Left, the hydrokinetic turbine tested in Eagle shown laying on the deck of its platform barge and, right, submerged into the Yukon River. (Photos courtesy of New Energy Corp.)
Left, the hydrokinetic turbine tested in Eagle shown laying on the deck of its platform barge and, right, submerged into the Yukon River. (Photos courtesy of New Energy Corp.)

Ever since researchers began field-testing in Alaska with small hydropower systems that generate electricity with a turbine submerged in a river, they’ve had to deal with such real-world setbacks as the generators getting hammered by logs carried along in the river’s current.

That’s what happened to hydrokinetic generators soon after they were submerged in the Yukon River at Ruby in 2008 and Eagle in 2010. But Jeremy Kasper and other researchers with the Alaska Center for Energy and Power say lessons learned from those tests helped them develop a structure called a “debris diverter” to protect the generators.

“It’s a big step forward,” he said. “I think it really opens up a lot of opportunities that kind of had shut the door after Ruby and Eagle.”

Kasper and his team working at a test site in Nenana are now focusing attention on other problems that have held back development of hydrokinetic-generating systems, which hold the promise of both providing renewable energy to remote communities and off-setting the cost of generating power with diesel-fueled generators – fuel that can cost 10 dollars a gallon, or more, in the Bush.

“The real issue is technological,” he said. “We’ve got to overcome these technological hurdles. And then we can start driving down the cost of energy.”

Most of those hurdles were cleared before the field tests in the Power Systems Integration Laboratory, a facility at the University of Alaska Fairbanks managed by the Alaska Center for Energy and Power, or ACEP.

Marc Mueller-Stoffels, program director of ACEP's Power Systems Integration Program, in the Power Systems Integration Laboratory. He's also a research assistant professor with UAF's Institute of Northern Engineering. (Photo courtesy of the University of Alaska Fairbanks)
Marc Mueller-Stoffels, program director of ACEP’s Power Systems Integration Program, in the Power Systems Integration Laboratory. He’s also a research assistant professor with UAF’s Institute of Northern Engineering. (Photo courtesy of the University of Alaska Fairbanks)

“We see ourselves as kind of a last stop for technology before it can go for a long-term test deployment,” says Marc Mueller-Stoffels, who directs ACEP’s power systems integration program.

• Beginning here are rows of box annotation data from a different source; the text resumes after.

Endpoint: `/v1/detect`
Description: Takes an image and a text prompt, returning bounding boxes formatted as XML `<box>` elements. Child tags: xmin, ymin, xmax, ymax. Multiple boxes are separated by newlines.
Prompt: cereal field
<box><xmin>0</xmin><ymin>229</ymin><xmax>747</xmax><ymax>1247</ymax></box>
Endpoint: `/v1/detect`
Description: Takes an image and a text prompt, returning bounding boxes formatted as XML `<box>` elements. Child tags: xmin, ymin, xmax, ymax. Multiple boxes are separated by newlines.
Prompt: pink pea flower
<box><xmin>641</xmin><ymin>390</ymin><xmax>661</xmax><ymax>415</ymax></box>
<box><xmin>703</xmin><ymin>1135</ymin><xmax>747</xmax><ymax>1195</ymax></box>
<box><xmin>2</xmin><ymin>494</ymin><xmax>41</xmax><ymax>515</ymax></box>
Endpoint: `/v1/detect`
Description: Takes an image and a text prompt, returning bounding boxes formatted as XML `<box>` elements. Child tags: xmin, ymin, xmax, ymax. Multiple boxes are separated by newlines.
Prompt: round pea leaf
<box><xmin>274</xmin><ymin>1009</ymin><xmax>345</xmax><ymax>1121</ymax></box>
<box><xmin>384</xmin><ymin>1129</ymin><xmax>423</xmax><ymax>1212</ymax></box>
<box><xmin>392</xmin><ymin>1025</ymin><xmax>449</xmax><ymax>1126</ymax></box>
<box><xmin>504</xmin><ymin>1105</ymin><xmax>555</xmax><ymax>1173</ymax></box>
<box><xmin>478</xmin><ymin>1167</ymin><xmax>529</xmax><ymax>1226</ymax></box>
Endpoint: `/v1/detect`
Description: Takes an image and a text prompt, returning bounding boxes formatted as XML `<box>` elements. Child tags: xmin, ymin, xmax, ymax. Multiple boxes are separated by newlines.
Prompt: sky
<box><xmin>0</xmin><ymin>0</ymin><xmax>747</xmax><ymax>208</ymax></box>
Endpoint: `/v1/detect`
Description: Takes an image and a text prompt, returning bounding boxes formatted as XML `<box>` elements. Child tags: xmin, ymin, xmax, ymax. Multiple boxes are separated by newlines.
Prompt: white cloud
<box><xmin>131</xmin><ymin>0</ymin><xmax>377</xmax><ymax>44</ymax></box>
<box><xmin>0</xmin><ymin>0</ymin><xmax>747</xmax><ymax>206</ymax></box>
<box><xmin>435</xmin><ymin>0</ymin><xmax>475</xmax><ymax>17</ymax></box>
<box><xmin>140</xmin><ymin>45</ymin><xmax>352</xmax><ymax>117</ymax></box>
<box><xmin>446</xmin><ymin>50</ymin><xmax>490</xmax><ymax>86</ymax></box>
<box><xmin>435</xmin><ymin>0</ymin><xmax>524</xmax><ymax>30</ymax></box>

The program tests systems that generate electricity from such renewable-energy sources as hydro, wind and solar and then helps develop technologies to integrate that power into remote communities’ microgrids.

“By troubleshooting a lot of the R&D issues in a laboratory’s controlled settings, we can create the worst-case conditions and see how the system interacts with the typical components of a grid,” he said.

Mueller-Stoffels says hydrokinetic technology is promising but needs more development before its industry is likely to begin manufacturing and marketing river-powered generators on a scale that will make such systems reliable and affordable – like what happened in recent years with wind- and solar-energy powered systems.

“I would say roughly the hydrokinetics industry is somewhere where the wind industry was in the ’80s,” he said.

Mueller-Stoffels says hydrokinetic technology developed in Alaska’s rigorous conditions will help researchers design systems that can be used worldwide.